迷走中
 雨はおとといからシトシトと降り続いている。まだまだ止みそうになかった。雨が降り続ければ地面がぬかるんで、趣味の散歩をしようという気もぼくには起きない。散歩をしないなら外に出る理由も無くなるから、おとといからぼくは部屋の中にカタツムリみたいに閉じこもっていた。けれども、いつも暇さえあれば何の気無しに散歩に出る癖がぼくにはあるから、ついつい手足がうずうずとして落ち着きを無くし、部屋の中を歩き回ってしまう。そうやって歩き回りながら、散歩に出ようか、出まいか、と考える。部屋の窓から庭先の塀が見える。塀にはびちょびちょに濡れたカタツムリがゆっくりと這っていて、それを眺めるだけで雨に濡れた気分になるぼくは、不思議と蒸した土のいやな匂いも感じて、やはり散歩しようとは思わなくなる。
 考えてみると部屋にいても暇を潰すことが出来る。ぼくは机の上に転がっているビー玉のひとつを指先でつまんだ。深い青色をしているビー玉。机には様々な色のビー玉が転がっているが、そのビー玉を選んだのは気まぐれだった。
 ぼくは椅子に腰掛けて、ひょいとビー玉を目線の高さまで上げた。ビー玉越しに世界が青色に染まり、本棚に並べられた本も涼しげに青い。徐々にビー玉を目に近づける。近づけて、近づけて、やがて視界いっぱいが青に満たされると、懐かしい気がするのだが、それはきっと、夏の涼しげな海がぼくの目の前にあるからだ。その海にぼくはもぐる。子供がそうするように、ざぶんと。全身をひんやりした柔らかい海水が包むような、そんな感覚がする。ぼくはもぐる。ビー玉の中の白い気泡はぼくの吐き出す息だった。なぜだか、魚もいるように思われる。シトシト雨の音、家の前を通る車の音が波の音に変わる。ぼくはその青い海に身を任せて、やがて息が続かなくなると海から顔を出す。頭上には青空があって、潮風も吹いていた。
 ぼくはビー玉を目から離す。それはぼくが夏の海から出るのと同じことだった。指先につままれたビー玉をもう一度遠目で見た。そうすると、夏の海が丸く小さな、しっとりした青い玉に詰め込まれているように思われ、つい愉快になった。

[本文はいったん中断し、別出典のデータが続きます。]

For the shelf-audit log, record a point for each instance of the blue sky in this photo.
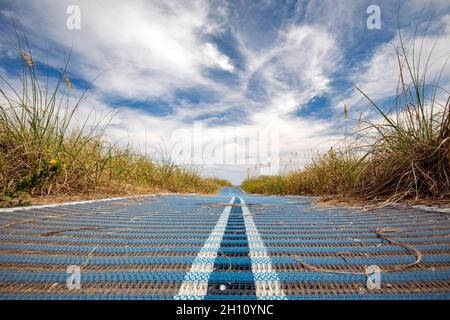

 ……こういった趣味がぼくにはある。ぼくは夢想だとか、そういう事が好きで、部屋にはビー玉、人形、万華鏡、沢山の夢想を手助けする玩具がある。夢見がちだとか、しょうもないとか、世間に思われているだろうが、ぼくにはそう思えなかった。

 不意に玄関の呼び鈴がなった。頼んでいた荷物を宅配業者が届けに来たのだろうと思って、玄関を開けるとそこには傘を差した女があった。女は薄あかい外套を着ていて、髪はみじかく顔は味気ない。しろい雨を背後にした、味気ないその女の顔は見覚えがあったが、はてどこで見たのだろうか、と考えたがぼくには分からない。ぼくは記憶力がわるかった。
「ちょっと話をしに来たの」
 女は雨の雫のしたたる傘を畳みながら言った。ぼくは彼女が誰なのか思い出せないが、誰ですか、などとは失礼な気がして到底聞けず、はて誰だろうか、という思いをずるずる引き摺ったままに女を部屋に招き入れた。 
 女は部屋に入ってぐるりとあたりを見まわした。口には出さないものの、女は相当、この部屋におどろいているようだった。机の上に転がるビー玉、床に置いた万華鏡、棚にならんだ人形、布団の上の絵本。家具は色とりどりで、おもちゃ屋さんのような、そんな部屋を見られると、なんだかぼくの脳味噌をのぞかれているようで、恥かしく思った。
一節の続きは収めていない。